Semantic-Directed Clumping of Disjunctive Abstract States

Participants : Huisong Li, Francois Berenger, Bor-Yuh Evan Chang, Xavier Rival [correspondant] .

In [16], we studied the semantic directed clumping of disjunctive abstract states.

To infer complex structural invariants, Shape analyses rely on expressive families of logical properties. Many such analyses manipulate abstract memory states that consist of separating conjunctions of basic predicates describing atomic blocks or summaries. Moreover, they use finite disjunctions of abstract memory states in order to account for dissimilar shapes. Disjunctions should be kept small for the sake of scalability, though precision often requires to keep additional case splits. In this context, deciding when and how to merge case splits and to replace them with summaries is critical both for the precision and for the efficiency. Existing techniques use sets of syntactic rules, which are tedious to design and prone to failure. In this paper, we design a semantic criterion to clump abstract states based on their silhouette which applies not only to the conservative union of disjuncts, but also to the weakening of separating conjunction of memory predicates into inductive summaries. Our approach allows to define union and widening operators that aim at preserving the case splits that are required for the analysis to succeed. We implement this approach in the MemCAD analyzer, and evaluate it on real-world C codes from existing libraries, including programs dealing with doubly linked lists, red-black trees and AVL-trees.

Relational Inductive Shape Abstraction

Participants : Hugo Illous, Matthieu Lemerre, Xavier Rival [correspondant] .

In [13], we studied a relational inductive shape abstract domain.

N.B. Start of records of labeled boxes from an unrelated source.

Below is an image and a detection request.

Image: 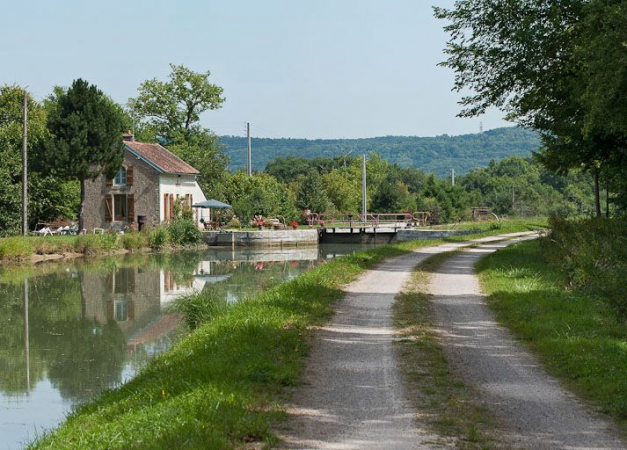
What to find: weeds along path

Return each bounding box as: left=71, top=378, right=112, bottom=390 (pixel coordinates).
left=430, top=242, right=627, bottom=450
left=278, top=233, right=528, bottom=450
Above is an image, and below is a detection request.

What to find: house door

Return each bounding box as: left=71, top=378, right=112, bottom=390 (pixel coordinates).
left=113, top=194, right=128, bottom=221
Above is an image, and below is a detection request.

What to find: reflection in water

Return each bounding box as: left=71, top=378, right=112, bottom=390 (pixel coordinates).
left=0, top=246, right=372, bottom=448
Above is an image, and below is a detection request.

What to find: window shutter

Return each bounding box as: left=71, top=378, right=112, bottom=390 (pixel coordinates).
left=163, top=194, right=168, bottom=222
left=126, top=194, right=135, bottom=222
left=126, top=166, right=133, bottom=186
left=107, top=272, right=113, bottom=294
left=128, top=268, right=136, bottom=294
left=105, top=196, right=113, bottom=222
left=107, top=300, right=113, bottom=320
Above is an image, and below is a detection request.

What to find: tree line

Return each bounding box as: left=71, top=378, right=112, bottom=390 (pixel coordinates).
left=0, top=55, right=608, bottom=235
left=435, top=0, right=627, bottom=217
left=220, top=127, right=540, bottom=177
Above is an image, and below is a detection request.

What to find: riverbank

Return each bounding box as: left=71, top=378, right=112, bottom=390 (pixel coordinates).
left=0, top=219, right=202, bottom=264
left=0, top=218, right=546, bottom=265
left=31, top=222, right=542, bottom=449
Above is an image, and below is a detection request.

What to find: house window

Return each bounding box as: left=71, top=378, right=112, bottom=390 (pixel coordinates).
left=113, top=195, right=128, bottom=220
left=113, top=167, right=126, bottom=186
left=113, top=300, right=128, bottom=322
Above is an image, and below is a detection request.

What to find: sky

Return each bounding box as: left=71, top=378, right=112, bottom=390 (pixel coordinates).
left=0, top=0, right=512, bottom=139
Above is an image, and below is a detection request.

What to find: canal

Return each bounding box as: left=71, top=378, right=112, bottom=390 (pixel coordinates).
left=0, top=245, right=372, bottom=450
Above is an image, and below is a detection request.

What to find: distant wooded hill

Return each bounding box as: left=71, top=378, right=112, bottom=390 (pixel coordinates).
left=220, top=127, right=539, bottom=176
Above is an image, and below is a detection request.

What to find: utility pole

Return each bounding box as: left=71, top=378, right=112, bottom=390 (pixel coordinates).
left=24, top=278, right=30, bottom=394
left=361, top=155, right=368, bottom=225
left=246, top=122, right=253, bottom=176
left=22, top=89, right=28, bottom=236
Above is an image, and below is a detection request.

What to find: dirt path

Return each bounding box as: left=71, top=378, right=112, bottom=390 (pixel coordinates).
left=279, top=235, right=536, bottom=449
left=430, top=243, right=627, bottom=450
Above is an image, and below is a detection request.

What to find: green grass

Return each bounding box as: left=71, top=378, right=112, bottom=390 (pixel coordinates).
left=394, top=252, right=504, bottom=450
left=478, top=240, right=627, bottom=430
left=31, top=221, right=544, bottom=449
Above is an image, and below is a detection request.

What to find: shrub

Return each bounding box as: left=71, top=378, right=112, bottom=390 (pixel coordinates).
left=167, top=218, right=202, bottom=245
left=121, top=231, right=146, bottom=250
left=31, top=236, right=76, bottom=255
left=226, top=217, right=242, bottom=228
left=74, top=232, right=120, bottom=255
left=543, top=217, right=627, bottom=314
left=148, top=225, right=170, bottom=248
left=0, top=236, right=32, bottom=259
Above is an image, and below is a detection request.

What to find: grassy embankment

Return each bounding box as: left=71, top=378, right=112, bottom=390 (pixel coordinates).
left=27, top=222, right=542, bottom=449
left=478, top=220, right=627, bottom=432
left=0, top=220, right=201, bottom=262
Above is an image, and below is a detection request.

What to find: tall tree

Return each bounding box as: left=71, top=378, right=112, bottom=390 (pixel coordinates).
left=128, top=64, right=225, bottom=144
left=45, top=78, right=128, bottom=229
left=0, top=85, right=78, bottom=235
left=128, top=64, right=228, bottom=200
left=435, top=0, right=608, bottom=216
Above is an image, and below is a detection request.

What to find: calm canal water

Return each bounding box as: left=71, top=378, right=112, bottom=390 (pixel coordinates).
left=0, top=245, right=376, bottom=449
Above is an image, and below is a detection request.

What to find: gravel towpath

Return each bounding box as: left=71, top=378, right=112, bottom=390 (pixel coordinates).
left=279, top=235, right=536, bottom=450
left=430, top=243, right=627, bottom=450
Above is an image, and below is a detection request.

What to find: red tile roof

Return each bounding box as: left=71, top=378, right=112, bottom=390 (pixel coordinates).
left=124, top=141, right=200, bottom=175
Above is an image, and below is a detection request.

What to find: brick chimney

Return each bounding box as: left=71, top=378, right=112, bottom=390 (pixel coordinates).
left=122, top=130, right=135, bottom=142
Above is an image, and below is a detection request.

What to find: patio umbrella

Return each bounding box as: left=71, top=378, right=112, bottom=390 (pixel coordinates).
left=192, top=198, right=231, bottom=222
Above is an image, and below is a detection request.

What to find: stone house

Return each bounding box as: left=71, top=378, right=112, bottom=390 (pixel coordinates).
left=83, top=132, right=208, bottom=231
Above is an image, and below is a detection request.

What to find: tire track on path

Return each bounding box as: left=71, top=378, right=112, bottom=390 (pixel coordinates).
left=430, top=242, right=627, bottom=450
left=278, top=233, right=528, bottom=450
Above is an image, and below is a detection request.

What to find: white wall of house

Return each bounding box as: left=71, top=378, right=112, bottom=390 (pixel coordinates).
left=159, top=173, right=209, bottom=228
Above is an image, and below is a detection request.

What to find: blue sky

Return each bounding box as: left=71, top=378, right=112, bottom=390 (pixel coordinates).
left=0, top=0, right=510, bottom=138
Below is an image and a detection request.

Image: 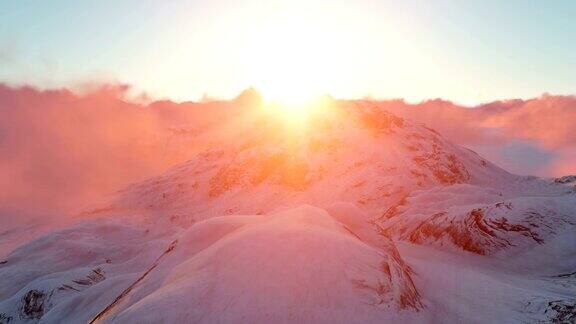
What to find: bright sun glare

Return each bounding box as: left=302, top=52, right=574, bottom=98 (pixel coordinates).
left=238, top=7, right=342, bottom=108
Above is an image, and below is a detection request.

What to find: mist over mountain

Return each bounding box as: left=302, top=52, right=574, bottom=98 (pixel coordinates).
left=0, top=86, right=576, bottom=323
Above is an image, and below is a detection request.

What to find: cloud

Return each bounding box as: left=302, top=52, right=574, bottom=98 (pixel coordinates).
left=0, top=84, right=243, bottom=219
left=0, top=84, right=576, bottom=227
left=383, top=94, right=576, bottom=176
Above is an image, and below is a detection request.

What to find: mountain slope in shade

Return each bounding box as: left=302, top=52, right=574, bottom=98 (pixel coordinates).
left=0, top=101, right=576, bottom=323
left=87, top=102, right=515, bottom=226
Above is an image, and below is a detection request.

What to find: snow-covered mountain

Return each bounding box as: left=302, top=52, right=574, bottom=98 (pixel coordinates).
left=0, top=101, right=576, bottom=323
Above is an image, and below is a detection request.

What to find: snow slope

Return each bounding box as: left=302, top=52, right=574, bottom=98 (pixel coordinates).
left=0, top=101, right=576, bottom=323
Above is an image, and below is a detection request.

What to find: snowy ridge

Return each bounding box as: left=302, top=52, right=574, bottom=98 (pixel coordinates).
left=0, top=101, right=576, bottom=323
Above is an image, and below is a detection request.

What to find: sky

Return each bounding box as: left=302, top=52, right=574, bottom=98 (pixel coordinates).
left=0, top=0, right=576, bottom=105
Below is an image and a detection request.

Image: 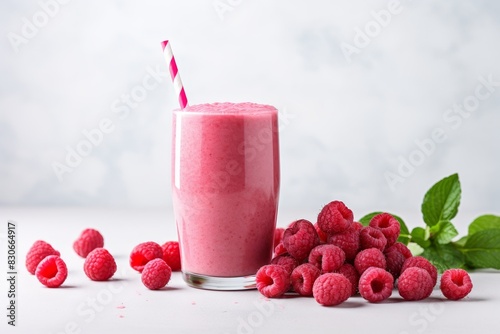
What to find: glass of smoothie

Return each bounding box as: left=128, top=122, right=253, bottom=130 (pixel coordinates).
left=172, top=103, right=280, bottom=290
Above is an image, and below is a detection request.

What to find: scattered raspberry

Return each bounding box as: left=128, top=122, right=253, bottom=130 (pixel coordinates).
left=337, top=263, right=359, bottom=296
left=328, top=224, right=359, bottom=261
left=273, top=227, right=285, bottom=247
left=274, top=242, right=288, bottom=256
left=351, top=222, right=363, bottom=232
left=384, top=247, right=406, bottom=278
left=318, top=201, right=354, bottom=234
left=385, top=242, right=413, bottom=259
left=384, top=242, right=412, bottom=279
left=83, top=248, right=116, bottom=281
left=271, top=254, right=299, bottom=274
left=255, top=264, right=290, bottom=298
left=73, top=228, right=104, bottom=258
left=26, top=240, right=61, bottom=275
left=35, top=255, right=68, bottom=288
left=401, top=256, right=437, bottom=287
left=283, top=219, right=319, bottom=261
left=313, top=273, right=352, bottom=306
left=161, top=241, right=181, bottom=271
left=358, top=267, right=394, bottom=303
left=290, top=263, right=321, bottom=297
left=354, top=248, right=386, bottom=275
left=314, top=223, right=328, bottom=244
left=359, top=226, right=387, bottom=251
left=370, top=213, right=401, bottom=247
left=441, top=269, right=472, bottom=300
left=130, top=241, right=163, bottom=272
left=309, top=244, right=345, bottom=273
left=141, top=258, right=172, bottom=290
left=398, top=267, right=434, bottom=300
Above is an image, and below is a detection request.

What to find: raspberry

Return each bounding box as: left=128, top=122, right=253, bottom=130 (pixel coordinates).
left=385, top=242, right=413, bottom=259
left=73, top=228, right=104, bottom=258
left=313, top=273, right=352, bottom=306
left=384, top=247, right=406, bottom=278
left=290, top=263, right=321, bottom=297
left=351, top=222, right=363, bottom=232
left=358, top=267, right=394, bottom=303
left=283, top=219, right=319, bottom=261
left=161, top=241, right=181, bottom=271
left=398, top=267, right=434, bottom=300
left=441, top=269, right=472, bottom=300
left=26, top=240, right=61, bottom=275
left=141, top=258, right=172, bottom=290
left=255, top=264, right=290, bottom=298
left=337, top=263, right=359, bottom=296
left=274, top=242, right=288, bottom=256
left=83, top=248, right=116, bottom=281
left=314, top=223, right=328, bottom=244
left=273, top=227, right=285, bottom=247
left=271, top=254, right=299, bottom=274
left=129, top=241, right=163, bottom=272
left=384, top=242, right=412, bottom=278
left=370, top=213, right=401, bottom=247
left=359, top=226, right=387, bottom=251
left=328, top=224, right=359, bottom=261
left=35, top=255, right=68, bottom=288
left=309, top=244, right=345, bottom=273
left=401, top=256, right=437, bottom=287
left=354, top=248, right=386, bottom=275
left=318, top=201, right=354, bottom=234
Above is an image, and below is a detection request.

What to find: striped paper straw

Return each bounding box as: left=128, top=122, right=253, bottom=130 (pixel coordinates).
left=161, top=41, right=188, bottom=109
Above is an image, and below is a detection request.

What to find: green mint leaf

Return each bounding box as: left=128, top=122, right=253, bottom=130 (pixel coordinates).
left=430, top=220, right=458, bottom=244
left=359, top=211, right=382, bottom=226
left=422, top=174, right=461, bottom=226
left=411, top=227, right=431, bottom=248
left=453, top=235, right=469, bottom=248
left=408, top=242, right=424, bottom=256
left=469, top=215, right=500, bottom=235
left=359, top=211, right=410, bottom=245
left=422, top=243, right=465, bottom=273
left=461, top=228, right=500, bottom=269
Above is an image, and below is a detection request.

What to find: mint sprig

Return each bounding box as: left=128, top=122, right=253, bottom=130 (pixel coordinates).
left=360, top=174, right=500, bottom=272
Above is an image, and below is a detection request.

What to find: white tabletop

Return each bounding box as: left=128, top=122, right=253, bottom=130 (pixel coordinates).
left=0, top=207, right=500, bottom=334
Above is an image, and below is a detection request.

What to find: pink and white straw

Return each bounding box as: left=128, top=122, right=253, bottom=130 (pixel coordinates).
left=161, top=41, right=188, bottom=109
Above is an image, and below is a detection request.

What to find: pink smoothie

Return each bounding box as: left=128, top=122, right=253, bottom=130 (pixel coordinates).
left=172, top=103, right=280, bottom=277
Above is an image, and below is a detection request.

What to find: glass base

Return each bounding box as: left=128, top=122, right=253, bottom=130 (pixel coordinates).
left=182, top=272, right=256, bottom=291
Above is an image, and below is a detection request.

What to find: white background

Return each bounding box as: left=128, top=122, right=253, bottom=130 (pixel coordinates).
left=0, top=0, right=500, bottom=229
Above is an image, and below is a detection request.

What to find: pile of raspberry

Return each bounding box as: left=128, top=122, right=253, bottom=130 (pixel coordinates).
left=256, top=201, right=472, bottom=306
left=26, top=228, right=181, bottom=290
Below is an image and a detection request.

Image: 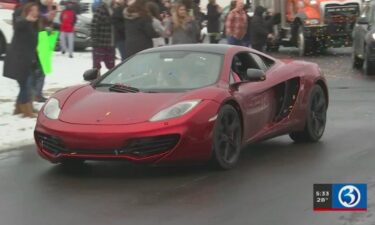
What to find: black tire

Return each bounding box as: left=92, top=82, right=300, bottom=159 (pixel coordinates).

Static analyses aim at inferring semantic properties of programs. While many analyses compute an over-approximation of reachable states, some analyses compute a description of the input-output relations of programs. In the case of numeric programs, several analyses have been proposed that utilize relational numerical abstract domains to describe relations. On the other hand, designing abstractions for relations over memory states and taking shapes into account is challenging. In this paper, we propose a set of novel logical connectives to describe such relations, which are inspired by separation logic. This logic can express that certain memory areas are unchanged, freshly allocated, or freed, or that only part of the memory was modified. Using these connectives, we build an abstract domain and design a static analysis that over-approximates relations over memory states containing inductive structures. We implement this analysis and report on the analysis of a basic library of list manipulating functions.